Wo spiegelt sich dieses „WIR“ in der praktischen (europäischen) und von Martin Schulz (mit-)verantworteten Politik? Gab es kein Einknicken in Sachen Fluggastdaten gegenüber den USA und selbst gegenüber dem zur Zeit gar nicht mehr so lieben Russland?
Und WENN Schulz die heutigen Herausforderungen schon als vergleichbar mit den Herausforderungen der Industrialisierung betrachtet: Hat sich die damalige SPD darauf beschränkt, an Dritte zu appellieren, eine neue soziale Bewegung zu gründen? Nein. Sie machte es selbst und setzte sich an die Spitze der Bewegung, statt pseudointellektuelle Betrachtungen in Feuilletons anzustellen.
Fragen… Fragen… Fragen….
Weitere Beispiele für seine Fragerei: „Macht das Speichern unsere Welt wirklich sicherer?“ Reizend. Warum benennt Schulz aber nicht das Konkrete? Weshalb sagt Herr Schulz statt dessen nicht: „Die Überwachung macht unsere Welt nicht sicherer…..?!?“ Weil er vor dieser Aussage schon bei SPD- Parteitagen kneift, bei denen eben diese Überwachung beschlossen wird.

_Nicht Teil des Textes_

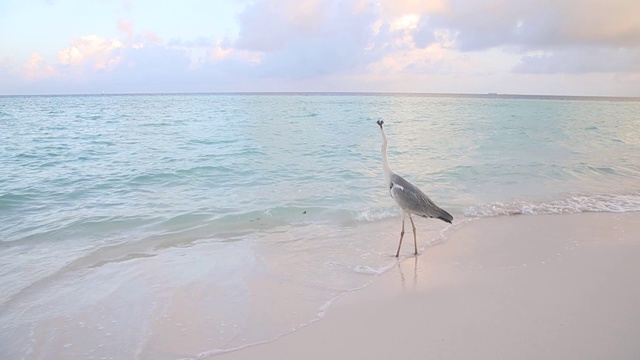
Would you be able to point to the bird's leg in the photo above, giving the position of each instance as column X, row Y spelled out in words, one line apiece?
column 401, row 235
column 415, row 242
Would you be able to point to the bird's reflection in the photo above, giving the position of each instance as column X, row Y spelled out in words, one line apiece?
column 407, row 274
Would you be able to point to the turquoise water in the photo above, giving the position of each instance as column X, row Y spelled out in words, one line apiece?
column 124, row 201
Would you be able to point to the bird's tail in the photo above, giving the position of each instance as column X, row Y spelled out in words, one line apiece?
column 444, row 216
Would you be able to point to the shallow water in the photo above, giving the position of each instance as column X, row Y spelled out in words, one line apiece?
column 114, row 209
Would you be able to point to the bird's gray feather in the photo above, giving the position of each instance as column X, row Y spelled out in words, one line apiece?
column 413, row 200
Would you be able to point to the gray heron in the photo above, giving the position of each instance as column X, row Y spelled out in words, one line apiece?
column 410, row 199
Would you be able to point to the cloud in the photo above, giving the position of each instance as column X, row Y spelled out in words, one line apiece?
column 38, row 68
column 537, row 24
column 126, row 27
column 581, row 60
column 312, row 39
column 91, row 51
column 374, row 45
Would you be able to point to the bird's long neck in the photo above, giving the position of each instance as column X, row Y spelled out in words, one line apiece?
column 385, row 161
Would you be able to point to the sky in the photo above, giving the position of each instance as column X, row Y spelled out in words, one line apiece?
column 542, row 47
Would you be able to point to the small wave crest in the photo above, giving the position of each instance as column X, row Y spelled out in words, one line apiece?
column 375, row 214
column 570, row 205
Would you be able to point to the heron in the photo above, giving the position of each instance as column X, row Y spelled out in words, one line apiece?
column 409, row 198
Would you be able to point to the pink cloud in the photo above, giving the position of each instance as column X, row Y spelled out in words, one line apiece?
column 126, row 27
column 93, row 51
column 37, row 68
column 149, row 36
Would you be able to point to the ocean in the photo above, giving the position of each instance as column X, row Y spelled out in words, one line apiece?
column 124, row 214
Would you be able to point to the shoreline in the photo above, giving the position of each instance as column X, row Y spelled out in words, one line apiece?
column 541, row 286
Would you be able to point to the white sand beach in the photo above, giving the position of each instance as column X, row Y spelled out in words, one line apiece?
column 516, row 287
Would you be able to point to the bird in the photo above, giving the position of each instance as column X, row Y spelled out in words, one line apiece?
column 409, row 198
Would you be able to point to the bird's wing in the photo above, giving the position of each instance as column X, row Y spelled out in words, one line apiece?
column 412, row 199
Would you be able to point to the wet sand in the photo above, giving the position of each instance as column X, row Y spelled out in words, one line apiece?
column 517, row 287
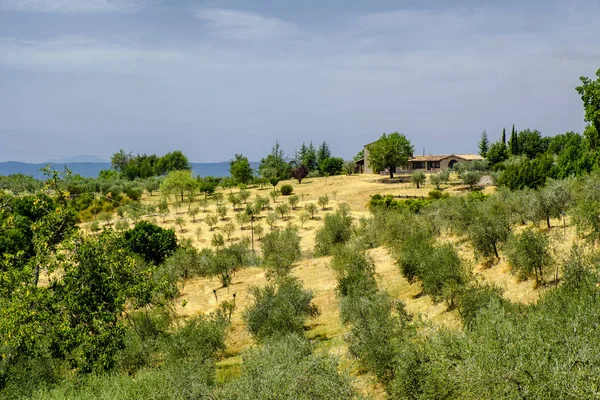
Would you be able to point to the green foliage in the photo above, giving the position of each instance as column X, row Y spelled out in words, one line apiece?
column 286, row 190
column 418, row 178
column 211, row 220
column 323, row 153
column 586, row 212
column 286, row 368
column 354, row 270
column 489, row 227
column 282, row 209
column 178, row 183
column 271, row 219
column 299, row 172
column 145, row 166
column 280, row 250
column 307, row 156
column 225, row 261
column 484, row 144
column 275, row 164
column 323, row 201
column 590, row 95
column 312, row 209
column 336, row 230
column 528, row 254
column 497, row 153
column 294, row 200
column 332, row 166
column 279, row 309
column 377, row 327
column 388, row 202
column 551, row 201
column 520, row 172
column 150, row 241
column 389, row 151
column 240, row 170
column 470, row 178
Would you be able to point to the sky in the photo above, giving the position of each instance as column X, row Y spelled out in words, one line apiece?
column 219, row 77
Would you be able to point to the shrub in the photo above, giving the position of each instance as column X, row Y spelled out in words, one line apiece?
column 528, row 254
column 378, row 326
column 418, row 178
column 336, row 230
column 150, row 241
column 332, row 166
column 280, row 250
column 293, row 200
column 311, row 208
column 300, row 172
column 286, row 190
column 471, row 178
column 286, row 368
column 354, row 270
column 282, row 209
column 323, row 201
column 279, row 309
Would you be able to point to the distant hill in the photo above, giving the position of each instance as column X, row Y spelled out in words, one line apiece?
column 92, row 169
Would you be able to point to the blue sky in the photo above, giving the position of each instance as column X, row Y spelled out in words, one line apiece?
column 215, row 78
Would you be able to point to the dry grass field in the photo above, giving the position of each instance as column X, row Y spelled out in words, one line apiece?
column 197, row 294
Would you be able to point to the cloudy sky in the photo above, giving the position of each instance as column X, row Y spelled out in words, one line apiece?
column 215, row 78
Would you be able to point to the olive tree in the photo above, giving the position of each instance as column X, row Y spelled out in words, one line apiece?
column 389, row 151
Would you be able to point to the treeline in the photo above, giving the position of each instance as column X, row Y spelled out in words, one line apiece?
column 505, row 350
column 145, row 166
column 308, row 161
column 527, row 158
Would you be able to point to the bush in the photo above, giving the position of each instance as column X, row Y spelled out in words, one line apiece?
column 280, row 250
column 378, row 326
column 279, row 309
column 332, row 166
column 287, row 369
column 286, row 190
column 150, row 241
column 336, row 230
column 355, row 272
column 528, row 254
column 418, row 178
column 300, row 172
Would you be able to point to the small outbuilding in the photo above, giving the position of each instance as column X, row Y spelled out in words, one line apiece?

…“oder wird das Supergrundrecht Sicherheit …zum Sicherheitsrisiko für seine Bürger?..“ Auch hier wieder nur eine Frage und keine Aussage, dass es dieses Supergrundrecht eben nicht gibt. Ganz im Gegenteil haben beispielsweise die Mütter und Väter unseres Grundgesetzes auf ein Grundrecht auf Sicherheit bewusst verzichtet. Erst die Innenminister Schily, Schäuble und Friedrich kramten es (grundgesetzwidrig) wieder hervor. Selbst die viel diskutierte Balance zwischen Freiheit und Sicherheit ist schlicht grundgesetzwidrig. Freiheit ist im Rechtsstaat stets HÖHER zu gewichten. Das aber kommt dem europäischen Karrieristen nicht in den Sinn. Statt dessen wieder nur Fragen und keine Position des Herrn Schulz, der eben auf allen Schultern Wasser tragen will. Nur nicht festlegen…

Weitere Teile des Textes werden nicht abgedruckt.